British government draft guidelines for community restorative justice schemes in the North have been given a mixed welcome by northern nationalists.
State funded and supervised justice schemes are seen as a means of integrating marginalised republican communities with traditional policing and justice structures in the North of Ireland.
The British government’s draft proposals on dealing with low-level offenders in local communities allow for police to be informed directly or indirectly of a request to deal with a case within the community.
The CRJ schemes would be unable to receive public funding without agreeing to the final guidelines, which are scheduled to be published next spring.
The draft guidelines will now be subject to a three-month period of public consultation.
CRJ Ireland spokesman Noel McCartney welcomed the draft guidelines as “a basis for moving forward”.
“We have been discussing these matters with the government for the last couple of years and we know negotiations will continue.
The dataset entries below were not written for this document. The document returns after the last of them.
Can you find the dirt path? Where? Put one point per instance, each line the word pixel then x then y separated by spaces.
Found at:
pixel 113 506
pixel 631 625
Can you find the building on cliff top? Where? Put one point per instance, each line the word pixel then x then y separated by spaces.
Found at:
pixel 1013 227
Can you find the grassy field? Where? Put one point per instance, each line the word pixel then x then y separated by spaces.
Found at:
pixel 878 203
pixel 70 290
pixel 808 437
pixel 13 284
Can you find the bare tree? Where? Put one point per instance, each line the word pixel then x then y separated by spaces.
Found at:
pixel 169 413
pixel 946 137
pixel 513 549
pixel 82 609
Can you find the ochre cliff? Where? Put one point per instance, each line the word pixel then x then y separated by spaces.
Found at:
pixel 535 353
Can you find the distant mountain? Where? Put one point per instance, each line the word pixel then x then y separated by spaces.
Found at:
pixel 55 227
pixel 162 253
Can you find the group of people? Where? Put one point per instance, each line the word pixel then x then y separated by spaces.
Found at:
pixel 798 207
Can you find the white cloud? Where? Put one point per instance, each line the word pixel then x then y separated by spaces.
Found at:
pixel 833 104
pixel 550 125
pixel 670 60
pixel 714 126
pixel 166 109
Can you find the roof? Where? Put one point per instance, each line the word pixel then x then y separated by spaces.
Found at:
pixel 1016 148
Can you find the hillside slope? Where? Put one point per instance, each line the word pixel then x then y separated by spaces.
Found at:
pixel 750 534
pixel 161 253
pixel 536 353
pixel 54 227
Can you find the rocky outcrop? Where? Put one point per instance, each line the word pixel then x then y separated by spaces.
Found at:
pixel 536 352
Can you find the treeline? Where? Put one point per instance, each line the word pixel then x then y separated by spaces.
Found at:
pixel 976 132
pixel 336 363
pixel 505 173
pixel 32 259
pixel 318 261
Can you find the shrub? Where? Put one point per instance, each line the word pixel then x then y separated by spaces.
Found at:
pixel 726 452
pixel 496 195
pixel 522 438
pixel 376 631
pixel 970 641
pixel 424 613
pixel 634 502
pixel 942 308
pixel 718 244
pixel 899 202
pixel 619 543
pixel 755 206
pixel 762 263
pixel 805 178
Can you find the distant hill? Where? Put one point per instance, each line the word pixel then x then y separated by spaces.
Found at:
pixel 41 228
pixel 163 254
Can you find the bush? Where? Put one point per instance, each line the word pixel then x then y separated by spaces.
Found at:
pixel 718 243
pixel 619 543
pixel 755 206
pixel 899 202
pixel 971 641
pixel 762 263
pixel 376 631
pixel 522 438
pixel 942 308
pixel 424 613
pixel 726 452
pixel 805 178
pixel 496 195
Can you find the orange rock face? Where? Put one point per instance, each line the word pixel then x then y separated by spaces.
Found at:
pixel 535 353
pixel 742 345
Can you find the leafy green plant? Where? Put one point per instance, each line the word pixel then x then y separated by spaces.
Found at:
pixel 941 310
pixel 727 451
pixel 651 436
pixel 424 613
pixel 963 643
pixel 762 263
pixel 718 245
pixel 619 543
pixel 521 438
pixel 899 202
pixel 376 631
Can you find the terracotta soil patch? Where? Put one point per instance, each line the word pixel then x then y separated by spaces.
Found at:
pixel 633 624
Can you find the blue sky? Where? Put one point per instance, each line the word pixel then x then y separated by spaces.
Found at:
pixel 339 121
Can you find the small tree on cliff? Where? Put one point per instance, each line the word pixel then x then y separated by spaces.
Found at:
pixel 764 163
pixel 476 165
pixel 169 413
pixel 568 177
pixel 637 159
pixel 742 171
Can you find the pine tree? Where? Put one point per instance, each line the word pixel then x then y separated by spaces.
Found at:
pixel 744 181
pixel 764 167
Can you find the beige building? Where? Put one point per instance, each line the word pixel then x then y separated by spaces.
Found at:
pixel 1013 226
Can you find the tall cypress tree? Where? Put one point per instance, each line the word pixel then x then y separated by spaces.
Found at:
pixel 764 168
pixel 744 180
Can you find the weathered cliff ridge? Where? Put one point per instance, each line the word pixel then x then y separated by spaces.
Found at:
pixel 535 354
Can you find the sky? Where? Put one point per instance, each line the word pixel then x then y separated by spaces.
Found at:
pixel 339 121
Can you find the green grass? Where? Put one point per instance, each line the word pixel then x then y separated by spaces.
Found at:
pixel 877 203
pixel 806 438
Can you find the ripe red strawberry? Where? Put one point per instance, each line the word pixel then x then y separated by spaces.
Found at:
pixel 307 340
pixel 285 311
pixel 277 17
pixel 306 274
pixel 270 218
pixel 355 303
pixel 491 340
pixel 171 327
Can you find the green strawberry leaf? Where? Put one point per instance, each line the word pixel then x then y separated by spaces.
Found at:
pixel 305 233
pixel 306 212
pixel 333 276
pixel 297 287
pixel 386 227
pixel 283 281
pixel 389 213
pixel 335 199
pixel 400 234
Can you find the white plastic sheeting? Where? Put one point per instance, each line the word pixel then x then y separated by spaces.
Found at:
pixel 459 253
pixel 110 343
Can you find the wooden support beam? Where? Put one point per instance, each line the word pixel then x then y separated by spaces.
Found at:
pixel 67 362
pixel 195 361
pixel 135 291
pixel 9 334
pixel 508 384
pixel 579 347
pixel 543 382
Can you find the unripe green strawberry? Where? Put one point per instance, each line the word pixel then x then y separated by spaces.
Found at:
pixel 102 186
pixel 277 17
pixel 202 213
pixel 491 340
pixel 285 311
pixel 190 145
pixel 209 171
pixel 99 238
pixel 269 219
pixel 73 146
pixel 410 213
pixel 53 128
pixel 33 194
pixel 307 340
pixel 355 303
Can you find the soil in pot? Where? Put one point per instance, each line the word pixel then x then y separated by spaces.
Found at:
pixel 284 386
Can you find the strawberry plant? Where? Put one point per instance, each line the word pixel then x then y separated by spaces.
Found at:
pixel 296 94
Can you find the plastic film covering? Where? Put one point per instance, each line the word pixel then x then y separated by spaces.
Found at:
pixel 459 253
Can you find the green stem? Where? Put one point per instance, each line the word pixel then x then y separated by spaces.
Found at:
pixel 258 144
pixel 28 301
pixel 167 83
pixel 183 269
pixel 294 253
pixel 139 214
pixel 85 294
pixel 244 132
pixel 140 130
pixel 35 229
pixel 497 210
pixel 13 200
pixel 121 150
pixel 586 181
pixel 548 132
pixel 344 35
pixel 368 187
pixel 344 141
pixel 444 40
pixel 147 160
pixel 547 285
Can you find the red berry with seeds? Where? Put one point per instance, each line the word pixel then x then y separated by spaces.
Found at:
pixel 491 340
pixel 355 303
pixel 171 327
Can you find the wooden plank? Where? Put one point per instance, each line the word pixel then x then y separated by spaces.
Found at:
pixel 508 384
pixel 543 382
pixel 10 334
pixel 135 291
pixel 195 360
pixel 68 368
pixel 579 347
However, we will not be able to actually implement agreed arrangements until there is an overall political settlement on policing.
“It is an objective fact that, at the present time, a large majority of the people in the areas in which we work are opposed to active engagement with the Police Service of Northern Ireland,” Mr McCartney said.
However, after speaking after meeting Taoiseach Bertie Ahern in Dublin, SDLP leader Mark Durkan attacked the British government’s guidelines.
“We are profoundly concerned about the absence of standards, rights and safeguards in the government’s proposals,” Mr Durkan declared outside Government Buildings.
Sinn Féin policing spokesman Gerry Kelly said republicans did not regard community restorative justice as “an alternative to a policing service”.
“It never has been nor pretended to be. Indeed Lord Clyde the Justice Oversight Commissioner recently praised the CRJ schemes operating here and reported that 80% of their work relates to community and neighbourhood disputes which are nothing to do with the formal Criminal Justice system.”
Mr Kelly said “the recently found SDLP opposition” to Community Restorative Justice and “the myths which they continue to peddle” in the media had nothing to do with these schemes or the way they operate.
“These schemes have been operating successfully in the north since 1999 and we have not heard this hysterical opposition before now.
“The SDLP opposition is based upon a need to prevent further necessary policing changes to justify their flawed decision to jump too early onto policing. The SDLP and Policing Board would be far better off supporting a community based scheme which is working and has impacted positively in hundreds of cases rather than attempting to prevent further policing and justice change in order to justify their own political view.”